Ruseckas argued that, for the most part, reports of U.S. efforts to support its alleged energy interests in the Caspian amounted to little more than "overheated rhetoric" and created the false impression that the region was a much bigger priority for the Clinton administration than it actually was.
But the analyst went on to say that it would be equally misleading to claim that the Caspian is no longer important to the United States. The truth, he believes, lies somewhere in between. As he put it, "The noise and perception [about the Caspian] have come back to normal."

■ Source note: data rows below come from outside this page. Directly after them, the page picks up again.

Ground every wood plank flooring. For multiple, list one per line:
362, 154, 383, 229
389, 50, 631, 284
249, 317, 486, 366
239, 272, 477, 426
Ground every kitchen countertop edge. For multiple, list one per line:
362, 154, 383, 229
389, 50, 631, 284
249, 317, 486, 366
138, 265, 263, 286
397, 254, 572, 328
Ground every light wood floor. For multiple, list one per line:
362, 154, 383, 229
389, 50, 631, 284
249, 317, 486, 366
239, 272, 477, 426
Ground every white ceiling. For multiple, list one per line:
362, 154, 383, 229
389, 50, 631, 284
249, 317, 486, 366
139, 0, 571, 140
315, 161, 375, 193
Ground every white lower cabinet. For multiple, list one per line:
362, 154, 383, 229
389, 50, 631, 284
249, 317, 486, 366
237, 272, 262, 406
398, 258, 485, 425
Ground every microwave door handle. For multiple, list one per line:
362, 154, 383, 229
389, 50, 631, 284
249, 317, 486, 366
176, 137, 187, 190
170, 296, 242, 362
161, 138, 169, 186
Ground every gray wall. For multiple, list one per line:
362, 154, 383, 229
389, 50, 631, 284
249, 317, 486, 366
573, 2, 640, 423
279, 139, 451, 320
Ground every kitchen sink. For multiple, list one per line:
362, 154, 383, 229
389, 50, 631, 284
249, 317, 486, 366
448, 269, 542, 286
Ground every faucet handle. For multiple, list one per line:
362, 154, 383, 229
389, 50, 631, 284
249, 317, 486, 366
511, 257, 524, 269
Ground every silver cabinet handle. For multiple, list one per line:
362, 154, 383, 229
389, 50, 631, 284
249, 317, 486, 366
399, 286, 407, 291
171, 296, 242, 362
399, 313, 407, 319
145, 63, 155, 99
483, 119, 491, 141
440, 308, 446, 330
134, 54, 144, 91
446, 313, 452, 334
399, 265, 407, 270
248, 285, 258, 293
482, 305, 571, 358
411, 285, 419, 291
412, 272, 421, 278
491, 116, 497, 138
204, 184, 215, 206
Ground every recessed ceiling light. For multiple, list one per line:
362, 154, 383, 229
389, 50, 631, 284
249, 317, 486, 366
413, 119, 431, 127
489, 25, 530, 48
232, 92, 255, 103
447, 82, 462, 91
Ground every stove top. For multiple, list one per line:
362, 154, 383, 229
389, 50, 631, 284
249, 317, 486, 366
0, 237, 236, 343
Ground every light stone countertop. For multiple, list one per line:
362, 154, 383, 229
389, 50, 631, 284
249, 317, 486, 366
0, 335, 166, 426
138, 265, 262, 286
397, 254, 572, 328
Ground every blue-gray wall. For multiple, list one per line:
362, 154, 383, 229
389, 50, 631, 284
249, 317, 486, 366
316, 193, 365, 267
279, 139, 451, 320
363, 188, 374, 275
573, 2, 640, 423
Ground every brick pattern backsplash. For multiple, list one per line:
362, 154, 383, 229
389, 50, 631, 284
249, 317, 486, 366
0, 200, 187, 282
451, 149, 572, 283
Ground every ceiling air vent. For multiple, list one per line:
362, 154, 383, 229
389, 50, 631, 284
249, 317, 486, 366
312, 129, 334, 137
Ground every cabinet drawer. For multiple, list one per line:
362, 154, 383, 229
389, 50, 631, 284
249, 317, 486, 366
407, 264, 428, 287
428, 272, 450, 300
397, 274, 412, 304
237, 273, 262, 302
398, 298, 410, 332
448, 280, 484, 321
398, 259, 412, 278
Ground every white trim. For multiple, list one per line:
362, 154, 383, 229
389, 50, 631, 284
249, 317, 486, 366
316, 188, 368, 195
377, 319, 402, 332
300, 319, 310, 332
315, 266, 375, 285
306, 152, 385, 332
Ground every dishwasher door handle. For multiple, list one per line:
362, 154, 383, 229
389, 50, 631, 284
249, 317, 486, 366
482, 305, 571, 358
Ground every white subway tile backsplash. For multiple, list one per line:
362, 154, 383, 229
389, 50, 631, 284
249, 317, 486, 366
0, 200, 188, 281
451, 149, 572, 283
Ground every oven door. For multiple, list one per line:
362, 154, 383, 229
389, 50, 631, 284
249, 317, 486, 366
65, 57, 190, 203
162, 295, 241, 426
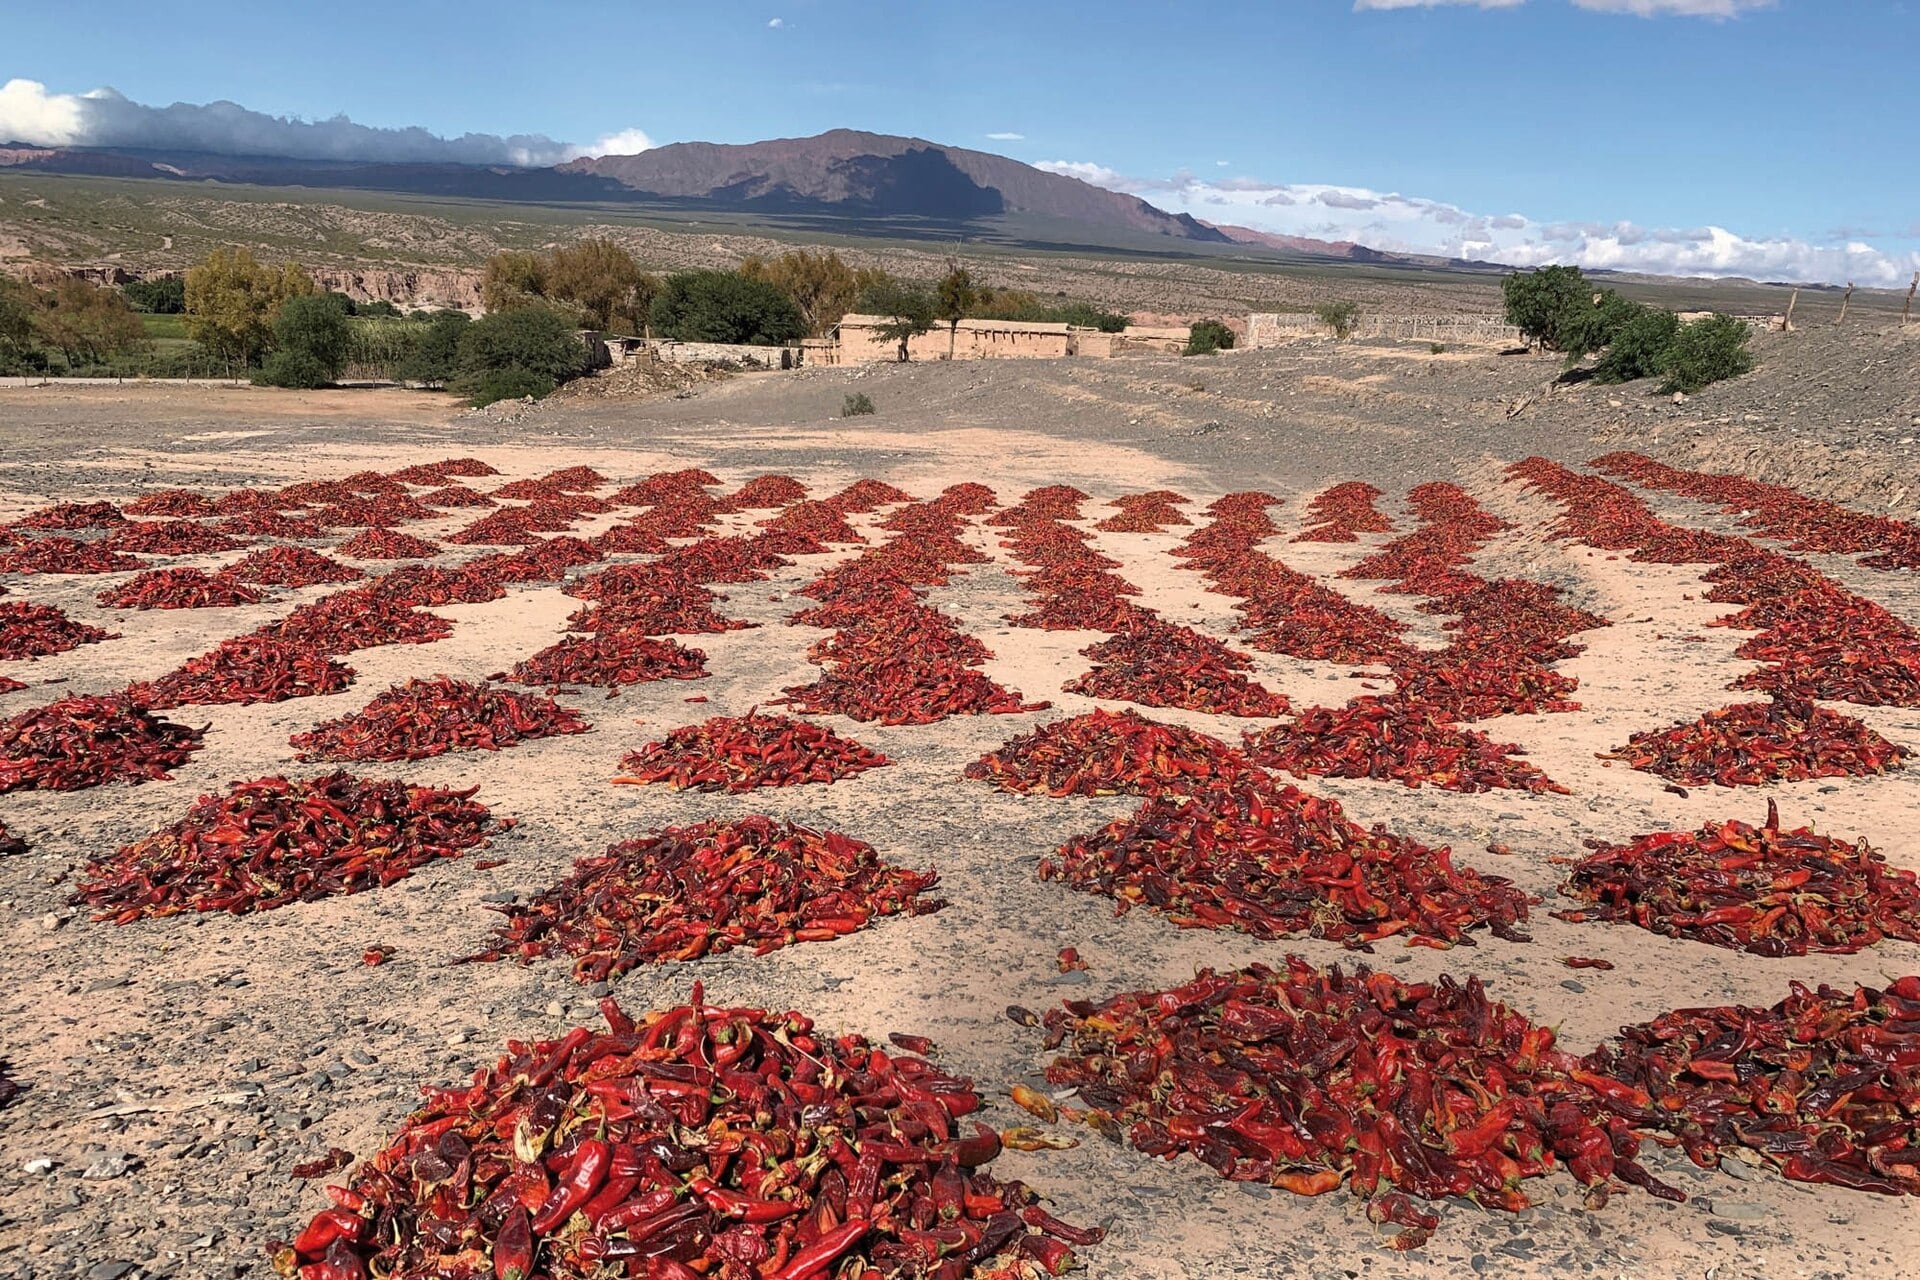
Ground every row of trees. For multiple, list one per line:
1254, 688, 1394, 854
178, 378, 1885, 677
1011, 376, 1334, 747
0, 276, 149, 373
1503, 265, 1754, 393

"[The region] is just as important as it was in 1998, I would say. It is just that now, people have come to terms with [the idea] that it is not the next Middle East. But it is still [the] number-one [priority for U.S. oil companies]. First of all, it is not important solely because the U.S. government thinks it is important. Obviously, there are other concerns, other reasons. It is an important strategic area for other countries as well. It is important for oil companies, for foreign investment, for the world oil market," Ruseckas said.
Whatever Washington's energy interests in the Caspian area, analysts agree that the United States is going to remain a long-term presence in the Caspian-Caucasus region, if only out of security concerns.
Since the launch of the U.S.-led campaign in Afghanistan, the Pentagon has set up military bases in Kyrgyzstan and Uzbekistan, maintaining at least 2,000 soldiers in the two Central Asian republics.
Last year, the United States dispatched military instructors to Georgia to train local armed forces in antiterrorism tactics and to help set up four elite battalions that will eventually serve as the nucleus of a revamped army. The elite troops' duties are to include protection of the BTC pipeline.
Bremmer said the post-11 September environment has created a clear-cut division between the countries of the Caspian-Caucasus region.
One group includes Georgia, Kyrgyzstan, and Uzbekistan, which are now considered by Washington to be of strategic importance and which are also the area's "energy have-nots." The other group includes the oil-rich republics of Azerbaijan and Kazakhstan, which, from a U.S. perspective, are of limited importance in the war on terrorism.
This, Bremmer said, is likely to cause some frustration among regional elites. "I think that at the same time that the U.S. is shifting its [energy] interests away from the Caspian, there is a little bit more concern, a little bit more caution on the part of foreign direct investors, particularly from the United States, about engaging more deeply. I don't think you will necessarily see a mass exodus from the Caspian, but the hope that the 'Great Game' was going to be the source of riches for global energy exploitation [is fading away]. I think the Caspian is becoming much more realistically a place that is important at the margins, and [this] might be a disappointment for some," Bremmer said.
But Ruseckas disagrees. He admitted that the United States has scaled back support of energy projects in Azerbaijan and Kazakhstan but said that the two countries are now sufficiently sophisticated to survive without the United States as a crutch.
He also sees no cause and effect between Washington's policy adjustment and U.S. direct investment in the Caspian area. "How much money is going to be invested in the region and how much oil is going to come out of it has nothing to do with U.S. interests," he said, adding, "Business runs business, and government runs foreign policy."